The deep state is the right’s new bogeyman.

I’d wager that until fairly recently, few people had ever heard the phrase. I’d also bet that roughly 99 percent of those who fling the term around have no idea that it’s borrowed from Turkish politics.

The idea of a deep state, or “state within a state,” is that there are undemocratic forces within the permanent bureaucracy, the military and the intelligence services who pursue their own interests rather than those of the people or the agenda that voters desire.

Depending on the country in question, deep states are not only real, they are sometimes as devious as people fear.

In the democratic West, the civil service and other bureaucratic institutions often accumulate enough power and arrogance that they see themselves as immune to the desires of voters or politicians. Prior to a few years ago, some people would call this sort of thing the “deep state,” and depending on the context, that was fine.

Impeachment, we’re told almost every day, is a “deep state coup.” When the Turkish military launched a “deep state coup,” it launched an actual, you know, “coup” — which the dictionary still defines as an extralegal violent overthrow of a government.

The sort of coup that some on the right are talking about isn’t a coup. In fairness, impeachment arouses partisan excess, and it’s no surprise when partisan rhetoric gets heated. Democrats called the effort to impeach Bill Clinton a coup. And they were wrong, too.

The problem is that this deep state contagion has spread far outside of impeachment.

“Just this week, I stuck up for three great warriors against the Deep State,” Trump declared Nov. 26 night at a rally in Florida. The crowd loved it, of course. But think about what Trump is saying. The three warriors Trump was referring to were three men charged with committing war crimes. He pardoned all three. One hadn’t even received a trial yet. Many great warriors put their careers in peril to testify against the two other men.

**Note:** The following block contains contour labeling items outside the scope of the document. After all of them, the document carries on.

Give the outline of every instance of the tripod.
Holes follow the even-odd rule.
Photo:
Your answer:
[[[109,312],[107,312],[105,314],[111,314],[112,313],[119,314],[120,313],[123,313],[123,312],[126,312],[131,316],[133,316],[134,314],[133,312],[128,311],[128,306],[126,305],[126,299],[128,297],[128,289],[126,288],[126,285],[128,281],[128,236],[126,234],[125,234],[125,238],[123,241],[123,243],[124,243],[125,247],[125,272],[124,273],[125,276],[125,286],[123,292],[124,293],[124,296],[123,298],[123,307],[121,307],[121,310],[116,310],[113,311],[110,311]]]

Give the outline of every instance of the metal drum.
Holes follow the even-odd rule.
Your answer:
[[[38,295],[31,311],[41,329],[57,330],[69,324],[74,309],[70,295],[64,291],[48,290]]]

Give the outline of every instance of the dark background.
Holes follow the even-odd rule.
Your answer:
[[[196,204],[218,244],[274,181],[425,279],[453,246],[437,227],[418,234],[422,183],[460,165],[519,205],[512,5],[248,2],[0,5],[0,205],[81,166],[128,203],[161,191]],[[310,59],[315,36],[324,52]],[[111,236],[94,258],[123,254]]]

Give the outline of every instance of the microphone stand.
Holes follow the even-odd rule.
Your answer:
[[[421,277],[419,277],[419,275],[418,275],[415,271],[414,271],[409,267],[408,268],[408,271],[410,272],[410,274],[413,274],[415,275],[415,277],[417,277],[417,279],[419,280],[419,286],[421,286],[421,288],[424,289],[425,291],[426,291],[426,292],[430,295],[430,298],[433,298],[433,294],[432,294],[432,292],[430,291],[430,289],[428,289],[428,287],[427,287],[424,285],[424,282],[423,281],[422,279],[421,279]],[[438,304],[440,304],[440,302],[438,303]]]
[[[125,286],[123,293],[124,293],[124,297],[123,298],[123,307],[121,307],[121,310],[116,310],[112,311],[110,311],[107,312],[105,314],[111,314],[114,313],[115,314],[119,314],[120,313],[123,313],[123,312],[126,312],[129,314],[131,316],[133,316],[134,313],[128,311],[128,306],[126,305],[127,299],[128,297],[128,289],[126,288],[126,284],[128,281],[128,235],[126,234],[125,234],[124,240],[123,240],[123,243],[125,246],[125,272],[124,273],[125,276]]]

Reasonable people can disagree on the specifics of the acts, but military law experts are uniformly aghast at Trump’s decision. According to Military.com, Trump’s move has “blown a hole in the military justice system and will make it harder to prosecute future war crimes, military law experts say.”

Whatever you think of that, the idea that the military justice system is part of the deep state because it sought to enforce prohibitions against war crimes is grotesque. Indeed, the impeachment witnesses defamed as deep state operatives by Trump and his defenders testified that the president was orchestrating an effort in Ukraine for his own self-interest.

Deep staters are now those who follow the rules in ways inconvenient to Trump’s personal desires or political ambitions. But Trump does seem to adhere to a view of the state most famously articulated by Louis XIV: L’état, c’est moi (I am the state). And any obstacle to his unfettered rule is now the deep state and by extension illegitimate.